The intention of his book was to convince readers to recognize this, believe it and most importantly, put this knowledge to use. In other words, to do something about it!

So it is with his warning that I want to reach out to the Boomer Business Owners (BBO). As with every cycle before, BBO’s will all be heading to the exit gate from their business at the relative same time. Think about it!  There will be lots of sellers hitting the marketplace at the same time, with a small pool of potential buyers from the generation that follows.

On the surface, what does this mean? At worst, there will be a lot of businesses that won’t find buyers and will simply close by liquidating their assets. And those fortunate to find a buyer, without further action, will undoubtedly receive a value far less than they expect or would have otherwise received, if there was greater demand or their business was highly differentiated.

Baby boomers have rewritten the rules at every stage of their lives.

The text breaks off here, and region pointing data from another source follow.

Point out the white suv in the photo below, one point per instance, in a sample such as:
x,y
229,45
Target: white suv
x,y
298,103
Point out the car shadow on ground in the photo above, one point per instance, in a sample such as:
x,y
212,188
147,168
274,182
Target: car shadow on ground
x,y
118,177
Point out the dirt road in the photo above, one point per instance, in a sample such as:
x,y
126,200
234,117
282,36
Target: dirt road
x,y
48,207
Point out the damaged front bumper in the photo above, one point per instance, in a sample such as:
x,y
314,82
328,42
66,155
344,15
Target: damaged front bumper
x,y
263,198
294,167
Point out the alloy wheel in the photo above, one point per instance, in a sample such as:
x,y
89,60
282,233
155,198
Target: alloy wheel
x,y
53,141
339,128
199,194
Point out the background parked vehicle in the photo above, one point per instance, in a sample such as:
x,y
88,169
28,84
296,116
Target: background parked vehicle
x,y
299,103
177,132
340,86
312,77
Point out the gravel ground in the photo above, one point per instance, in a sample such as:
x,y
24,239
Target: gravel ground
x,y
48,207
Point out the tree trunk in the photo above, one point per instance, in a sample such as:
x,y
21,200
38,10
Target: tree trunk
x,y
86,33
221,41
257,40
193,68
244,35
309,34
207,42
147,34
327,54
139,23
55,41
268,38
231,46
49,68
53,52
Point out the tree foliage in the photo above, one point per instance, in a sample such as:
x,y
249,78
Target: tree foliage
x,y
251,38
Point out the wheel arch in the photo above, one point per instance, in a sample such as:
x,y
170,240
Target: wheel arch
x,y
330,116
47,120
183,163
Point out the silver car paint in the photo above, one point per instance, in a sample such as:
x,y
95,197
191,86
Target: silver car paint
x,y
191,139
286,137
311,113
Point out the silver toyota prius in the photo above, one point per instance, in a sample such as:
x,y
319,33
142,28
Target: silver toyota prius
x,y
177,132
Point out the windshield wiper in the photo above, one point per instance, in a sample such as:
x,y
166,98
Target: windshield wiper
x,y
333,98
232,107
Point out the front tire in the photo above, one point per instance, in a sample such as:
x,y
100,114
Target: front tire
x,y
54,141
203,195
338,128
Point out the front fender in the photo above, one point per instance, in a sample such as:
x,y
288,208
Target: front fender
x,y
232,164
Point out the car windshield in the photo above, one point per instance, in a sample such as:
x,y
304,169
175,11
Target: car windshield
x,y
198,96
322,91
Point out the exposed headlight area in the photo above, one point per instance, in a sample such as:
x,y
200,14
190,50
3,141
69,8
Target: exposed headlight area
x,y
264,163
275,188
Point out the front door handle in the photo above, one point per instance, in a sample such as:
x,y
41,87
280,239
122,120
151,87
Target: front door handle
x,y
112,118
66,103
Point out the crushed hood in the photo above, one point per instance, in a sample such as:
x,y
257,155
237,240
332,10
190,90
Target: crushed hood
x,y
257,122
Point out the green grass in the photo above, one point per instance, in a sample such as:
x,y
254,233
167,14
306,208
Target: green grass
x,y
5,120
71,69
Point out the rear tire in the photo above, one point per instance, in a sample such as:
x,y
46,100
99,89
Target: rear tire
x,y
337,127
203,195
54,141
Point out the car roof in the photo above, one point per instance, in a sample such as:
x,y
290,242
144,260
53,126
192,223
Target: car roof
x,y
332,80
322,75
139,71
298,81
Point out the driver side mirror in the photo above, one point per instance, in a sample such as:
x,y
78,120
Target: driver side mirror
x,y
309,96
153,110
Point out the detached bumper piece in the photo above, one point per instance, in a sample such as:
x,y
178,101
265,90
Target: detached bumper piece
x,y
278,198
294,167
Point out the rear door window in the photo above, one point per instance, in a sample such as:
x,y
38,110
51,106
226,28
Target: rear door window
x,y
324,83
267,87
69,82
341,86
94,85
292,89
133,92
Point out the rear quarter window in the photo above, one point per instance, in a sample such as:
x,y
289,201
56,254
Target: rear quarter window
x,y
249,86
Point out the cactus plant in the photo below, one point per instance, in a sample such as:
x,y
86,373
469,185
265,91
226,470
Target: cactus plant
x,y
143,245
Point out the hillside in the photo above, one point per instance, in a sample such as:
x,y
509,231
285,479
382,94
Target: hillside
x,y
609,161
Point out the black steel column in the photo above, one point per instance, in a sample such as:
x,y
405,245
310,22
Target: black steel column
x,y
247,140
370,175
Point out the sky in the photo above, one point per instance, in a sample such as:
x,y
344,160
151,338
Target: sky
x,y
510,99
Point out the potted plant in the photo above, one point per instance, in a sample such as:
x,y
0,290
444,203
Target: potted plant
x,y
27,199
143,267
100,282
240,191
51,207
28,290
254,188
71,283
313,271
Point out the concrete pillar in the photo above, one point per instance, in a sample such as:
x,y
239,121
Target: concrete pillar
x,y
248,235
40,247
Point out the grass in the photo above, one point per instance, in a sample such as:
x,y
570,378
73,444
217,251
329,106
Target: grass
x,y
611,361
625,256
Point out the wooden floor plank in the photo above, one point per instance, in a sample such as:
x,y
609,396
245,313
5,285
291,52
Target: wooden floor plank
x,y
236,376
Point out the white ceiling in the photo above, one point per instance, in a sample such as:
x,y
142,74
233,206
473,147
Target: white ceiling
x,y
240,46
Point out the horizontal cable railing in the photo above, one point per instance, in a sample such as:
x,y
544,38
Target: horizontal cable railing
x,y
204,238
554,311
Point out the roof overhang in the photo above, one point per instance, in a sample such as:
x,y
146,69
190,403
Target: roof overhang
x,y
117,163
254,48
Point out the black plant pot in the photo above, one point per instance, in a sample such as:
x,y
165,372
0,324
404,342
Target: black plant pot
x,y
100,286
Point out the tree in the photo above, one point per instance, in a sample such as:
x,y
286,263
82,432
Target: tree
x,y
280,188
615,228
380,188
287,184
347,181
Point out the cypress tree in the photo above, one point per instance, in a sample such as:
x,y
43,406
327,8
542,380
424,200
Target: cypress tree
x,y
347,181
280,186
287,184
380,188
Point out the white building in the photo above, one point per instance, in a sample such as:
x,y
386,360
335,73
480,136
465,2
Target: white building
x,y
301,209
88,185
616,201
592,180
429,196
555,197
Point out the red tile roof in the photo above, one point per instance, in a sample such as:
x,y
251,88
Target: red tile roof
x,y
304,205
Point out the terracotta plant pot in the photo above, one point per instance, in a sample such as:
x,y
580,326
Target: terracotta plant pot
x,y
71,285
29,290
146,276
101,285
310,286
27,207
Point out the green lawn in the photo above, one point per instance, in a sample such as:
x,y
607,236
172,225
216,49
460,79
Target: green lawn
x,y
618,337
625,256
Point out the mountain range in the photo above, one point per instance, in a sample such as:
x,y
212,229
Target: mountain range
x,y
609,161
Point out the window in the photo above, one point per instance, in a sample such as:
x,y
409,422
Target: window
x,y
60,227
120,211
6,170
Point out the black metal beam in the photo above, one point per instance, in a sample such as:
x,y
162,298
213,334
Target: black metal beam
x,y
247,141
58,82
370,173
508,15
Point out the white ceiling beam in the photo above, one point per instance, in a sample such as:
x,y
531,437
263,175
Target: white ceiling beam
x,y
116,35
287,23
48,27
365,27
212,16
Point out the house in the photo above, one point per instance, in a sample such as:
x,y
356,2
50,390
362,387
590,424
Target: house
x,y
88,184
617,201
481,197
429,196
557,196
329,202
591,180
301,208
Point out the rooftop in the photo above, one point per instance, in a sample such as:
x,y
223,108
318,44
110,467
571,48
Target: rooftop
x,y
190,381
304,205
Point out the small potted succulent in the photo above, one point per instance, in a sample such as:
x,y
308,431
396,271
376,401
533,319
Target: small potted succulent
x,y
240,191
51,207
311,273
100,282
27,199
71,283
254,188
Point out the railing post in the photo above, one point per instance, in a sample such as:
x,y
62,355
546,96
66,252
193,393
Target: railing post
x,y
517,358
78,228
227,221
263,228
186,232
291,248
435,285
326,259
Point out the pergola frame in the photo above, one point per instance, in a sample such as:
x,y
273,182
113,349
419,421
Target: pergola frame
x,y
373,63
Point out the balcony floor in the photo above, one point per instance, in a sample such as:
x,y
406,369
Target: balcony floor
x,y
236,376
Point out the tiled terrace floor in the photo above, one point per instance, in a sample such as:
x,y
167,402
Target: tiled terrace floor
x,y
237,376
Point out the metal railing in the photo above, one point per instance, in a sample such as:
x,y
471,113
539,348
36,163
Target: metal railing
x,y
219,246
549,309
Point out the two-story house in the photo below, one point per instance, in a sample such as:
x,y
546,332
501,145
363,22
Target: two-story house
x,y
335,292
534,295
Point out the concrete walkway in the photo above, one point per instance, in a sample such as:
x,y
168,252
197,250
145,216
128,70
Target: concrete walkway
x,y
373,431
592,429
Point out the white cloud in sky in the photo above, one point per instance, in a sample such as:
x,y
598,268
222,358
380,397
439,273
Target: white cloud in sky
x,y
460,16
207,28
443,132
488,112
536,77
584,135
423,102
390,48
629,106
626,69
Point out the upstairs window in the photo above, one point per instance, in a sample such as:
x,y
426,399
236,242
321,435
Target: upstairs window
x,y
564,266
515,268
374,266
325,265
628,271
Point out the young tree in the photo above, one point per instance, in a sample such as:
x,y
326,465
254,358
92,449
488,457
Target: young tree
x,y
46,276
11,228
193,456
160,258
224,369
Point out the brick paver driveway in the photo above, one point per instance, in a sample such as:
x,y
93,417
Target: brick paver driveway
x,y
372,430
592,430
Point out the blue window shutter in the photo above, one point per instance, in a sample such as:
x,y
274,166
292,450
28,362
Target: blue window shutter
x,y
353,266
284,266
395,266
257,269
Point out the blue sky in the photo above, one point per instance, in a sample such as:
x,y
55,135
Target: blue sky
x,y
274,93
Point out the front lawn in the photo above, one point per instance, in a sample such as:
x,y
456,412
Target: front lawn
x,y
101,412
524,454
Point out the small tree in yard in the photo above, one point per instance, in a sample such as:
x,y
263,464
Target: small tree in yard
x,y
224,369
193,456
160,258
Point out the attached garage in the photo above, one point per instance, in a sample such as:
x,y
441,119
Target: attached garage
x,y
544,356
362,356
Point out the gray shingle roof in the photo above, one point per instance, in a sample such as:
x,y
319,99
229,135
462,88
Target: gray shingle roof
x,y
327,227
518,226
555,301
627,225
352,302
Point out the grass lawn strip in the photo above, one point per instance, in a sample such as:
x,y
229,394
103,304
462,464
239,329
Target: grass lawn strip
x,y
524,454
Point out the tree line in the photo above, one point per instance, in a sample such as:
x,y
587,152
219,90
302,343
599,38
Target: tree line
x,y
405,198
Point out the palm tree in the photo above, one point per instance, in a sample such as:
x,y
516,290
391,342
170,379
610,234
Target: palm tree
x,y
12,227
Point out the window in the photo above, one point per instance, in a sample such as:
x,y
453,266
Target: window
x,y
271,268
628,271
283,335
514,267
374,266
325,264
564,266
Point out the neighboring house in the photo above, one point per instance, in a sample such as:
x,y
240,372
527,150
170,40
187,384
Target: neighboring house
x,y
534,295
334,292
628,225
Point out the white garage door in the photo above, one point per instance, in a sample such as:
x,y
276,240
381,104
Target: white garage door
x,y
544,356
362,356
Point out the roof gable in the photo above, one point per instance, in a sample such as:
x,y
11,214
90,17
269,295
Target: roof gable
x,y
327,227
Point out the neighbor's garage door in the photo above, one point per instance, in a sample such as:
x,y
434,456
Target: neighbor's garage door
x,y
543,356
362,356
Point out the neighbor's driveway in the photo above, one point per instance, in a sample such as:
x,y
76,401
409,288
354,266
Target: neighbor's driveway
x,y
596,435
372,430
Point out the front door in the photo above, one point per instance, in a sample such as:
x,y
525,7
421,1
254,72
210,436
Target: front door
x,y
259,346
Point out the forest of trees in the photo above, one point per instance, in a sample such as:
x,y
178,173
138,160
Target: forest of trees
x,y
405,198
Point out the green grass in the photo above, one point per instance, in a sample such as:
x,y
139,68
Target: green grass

They will rewrite the rules of retirement as well.    The McKinsey Quarterly, 2007

You’ve heard the warning and the question now becomes, in the words of Mr.  Gronbach, “how will you put this knowledge to use?” With proper planning and a sufficient timeline to execute a plan, you can identify the ideal buyer group that will best meet your personal objectives, your business can stand out from the crowd and you can demand a higher sales value.

Sadly, few business owners are paying attention to the upcoming marketplace dynamics. Currently, there is very little formal exit planning by BBO’s. In my company’s survey in 2008, only 9% of respondents had a formal written plan and in our follow up survey in 2011, 14% of respondents reported they had one. This range in our two surveys is fairly consistent with other surveys in the market place. In short, very little planning is underway.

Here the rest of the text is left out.